Liu Xianglong, Fu Qiang, Wang Deqing, Bai Xiao, Wu Xinyu, Tao Dacheng
IEEE Trans Neural Netw Learn Syst. 2020 Dec;31(12):5312-5323. doi: 10.1109/TNNLS.2020.2965992. Epub 2020 Nov 30.
Building multiple hash tables serves as a very successful technique for gigantic data indexing, which can simultaneously guarantee both the search accuracy and efficiency. However, most of existing multitable indexing solutions, without informative hash codes and strong table complementarity, largely suffer from the table redundancy. To address the problem, we propose a complementary binary quantization (CBQ) method for jointly learning multiple tables and the corresponding informative hash functions in a centralized way. Based on CBQ, we further design a distributed learning algorithm (D-CBQ) to accelerate the training over the large-scale distributed data set. The proposed (D-)CBQ exploits the power of prototype-based incomplete binary coding to well align the data distributions in the original space and the Hamming space and further utilizes the nature of multi-index search to jointly reduce the quantization loss. (D-)CBQ possesses several attractive properties, including the extensibility for generating long hash codes in the product space and the scalability with linear training time. Extensive experiments on two popular large-scale tasks, including the Euclidean and semantic nearest neighbor search, demonstrate that the proposed (D-)CBQ enjoys efficient computation, informative binary quantization, and strong table complementarity, which together help significantly outperform the state of the arts, with up to 57.76% performance gains relatively.
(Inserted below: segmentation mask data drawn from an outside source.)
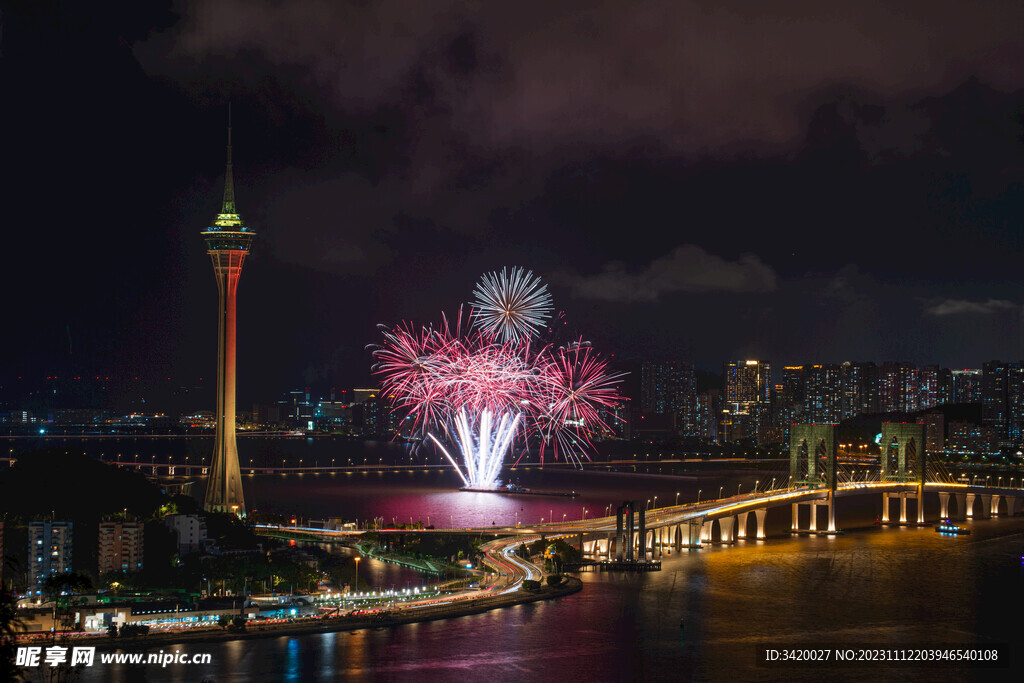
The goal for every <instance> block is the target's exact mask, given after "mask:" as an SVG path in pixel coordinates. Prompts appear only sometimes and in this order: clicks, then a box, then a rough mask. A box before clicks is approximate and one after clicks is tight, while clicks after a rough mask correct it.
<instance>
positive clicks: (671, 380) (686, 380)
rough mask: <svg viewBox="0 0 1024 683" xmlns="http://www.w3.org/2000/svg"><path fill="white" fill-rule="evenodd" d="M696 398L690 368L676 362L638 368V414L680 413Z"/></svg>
mask: <svg viewBox="0 0 1024 683" xmlns="http://www.w3.org/2000/svg"><path fill="white" fill-rule="evenodd" d="M695 394H696V375H695V374H694V372H693V366H691V365H690V364H688V362H681V361H678V360H664V361H659V362H643V364H641V366H640V410H641V411H643V412H644V413H675V414H679V413H681V412H682V411H683V410H684V409H685V407H686V402H687V399H688V398H689V397H691V396H693V395H695Z"/></svg>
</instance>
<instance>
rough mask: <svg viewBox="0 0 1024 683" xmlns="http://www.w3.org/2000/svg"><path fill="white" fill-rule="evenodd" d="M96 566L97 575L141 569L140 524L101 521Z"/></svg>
mask: <svg viewBox="0 0 1024 683" xmlns="http://www.w3.org/2000/svg"><path fill="white" fill-rule="evenodd" d="M97 568H98V570H99V571H98V573H99V575H103V574H104V573H108V572H110V571H126V572H128V571H141V569H142V524H140V523H139V522H124V523H122V522H101V523H100V524H99V561H98V564H97Z"/></svg>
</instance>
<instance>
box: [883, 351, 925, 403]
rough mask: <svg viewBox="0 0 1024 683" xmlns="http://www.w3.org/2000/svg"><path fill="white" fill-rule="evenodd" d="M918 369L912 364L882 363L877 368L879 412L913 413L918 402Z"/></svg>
mask: <svg viewBox="0 0 1024 683" xmlns="http://www.w3.org/2000/svg"><path fill="white" fill-rule="evenodd" d="M919 398H920V396H919V388H918V369H916V368H915V367H914V365H913V364H912V362H892V361H890V362H884V364H882V367H881V368H879V411H880V412H882V413H913V412H914V411H916V410H918V400H919Z"/></svg>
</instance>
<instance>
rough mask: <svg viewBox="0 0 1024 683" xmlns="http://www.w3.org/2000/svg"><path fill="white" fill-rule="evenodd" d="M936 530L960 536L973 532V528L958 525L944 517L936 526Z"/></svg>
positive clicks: (937, 530)
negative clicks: (953, 523)
mask: <svg viewBox="0 0 1024 683" xmlns="http://www.w3.org/2000/svg"><path fill="white" fill-rule="evenodd" d="M935 530H936V531H938V532H939V533H954V535H958V536H966V535H968V533H970V532H971V529H969V528H967V527H966V526H957V525H956V524H953V523H952V522H950V521H949V520H948V519H943V520H942V521H940V522H939V523H938V525H937V526H936V527H935Z"/></svg>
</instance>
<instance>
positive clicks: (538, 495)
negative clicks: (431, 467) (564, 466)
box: [459, 484, 580, 498]
mask: <svg viewBox="0 0 1024 683" xmlns="http://www.w3.org/2000/svg"><path fill="white" fill-rule="evenodd" d="M459 490H468V492H473V493H476V494H506V495H509V496H561V497H562V498H575V497H577V496H579V495H580V494H578V493H577V492H574V490H573V492H567V490H534V489H530V488H523V487H522V486H513V485H511V484H510V485H509V486H500V487H498V488H477V487H474V486H463V487H462V488H460V489H459Z"/></svg>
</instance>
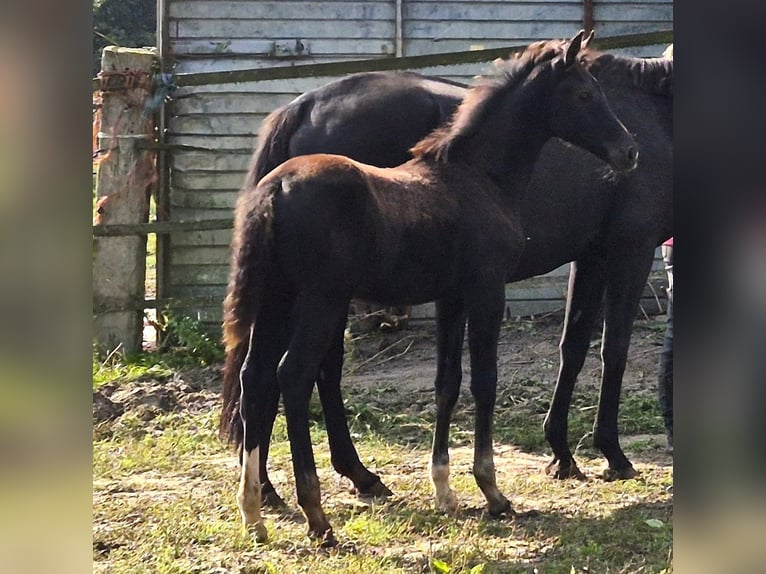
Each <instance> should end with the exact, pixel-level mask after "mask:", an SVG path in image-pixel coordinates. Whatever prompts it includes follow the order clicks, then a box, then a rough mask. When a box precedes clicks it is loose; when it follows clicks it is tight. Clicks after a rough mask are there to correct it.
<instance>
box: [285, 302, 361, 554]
mask: <svg viewBox="0 0 766 574" xmlns="http://www.w3.org/2000/svg"><path fill="white" fill-rule="evenodd" d="M348 304H349V301H348V300H334V299H330V298H328V297H326V296H322V295H318V294H317V295H302V296H301V297H300V298H299V300H298V305H297V322H296V324H295V328H294V329H293V334H292V338H291V340H290V344H289V346H288V349H287V353H285V355H284V357H282V360H281V361H280V363H279V367H278V369H277V377H278V379H279V386H280V388H281V390H282V397H283V400H284V404H285V417H286V418H287V434H288V437H289V439H290V451H291V453H292V458H293V471H294V474H295V486H296V490H297V493H298V504H299V505H300V507H301V510H303V513H304V515H305V516H306V521H307V522H308V526H309V536H312V537H314V538H318V539H319V540H321V541H322V545H323V546H331V545H334V544H335V543H336V541H335V538H334V536H333V533H332V528H331V526H330V523H329V521H328V520H327V517H326V516H325V513H324V511H323V510H322V505H321V496H320V492H319V478H318V477H317V473H316V463H315V461H314V453H313V449H312V446H311V435H310V434H309V413H308V410H309V409H308V406H309V399H310V397H311V392H312V390H313V388H314V381H315V380H316V378H317V375H318V372H319V367H320V366H321V364H322V362H323V361H324V358H325V356H326V355H327V352H328V350H329V348H330V345H331V344H332V338H333V336H334V334H335V333H336V331H337V329H338V326H339V325H341V324H342V323H343V321H344V320H345V317H346V314H347V311H348Z"/></svg>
构建多个哈希表是一种非常成功的用于海量数据索引的技术,它可以同时保证搜索的准确性和效率。然而,现有的大多多表索引解决方案由于缺乏信息丰富的哈希码和强大的表互补性,在很大程度上存在表冗余问题。为了解决这个问题,我们提出了一种互补二进制量化(CBQ)方法,用于以集中方式联合学习多个表和相应的信息丰富的哈希函数。基于CBQ,我们进一步设计了一种分布式学习算法(D-CBQ),以加速在大规模分布式数据集上的训练。所提出的(D-)CBQ利用基于原型的不完全二进制编码的能力,使原始空间和汉明空间中的数据分布良好对齐,并进一步利用多索引搜索的特性来联合减少量化损失。(D-)CBQ具有几个吸引人的特性,包括在乘积空间中生成长哈希码的可扩展性和线性训练时间的可扩展性。在包括欧几里得和语义最近邻搜索在内的两个流行的大规模任务上进行的大量实验表明,所提出的(D-)CBQ具有高效的计算、信息丰富的二进制量化和强大的表互补性,这些共同有助于显著超越现有技术水平,相对性能提升高达57.76%。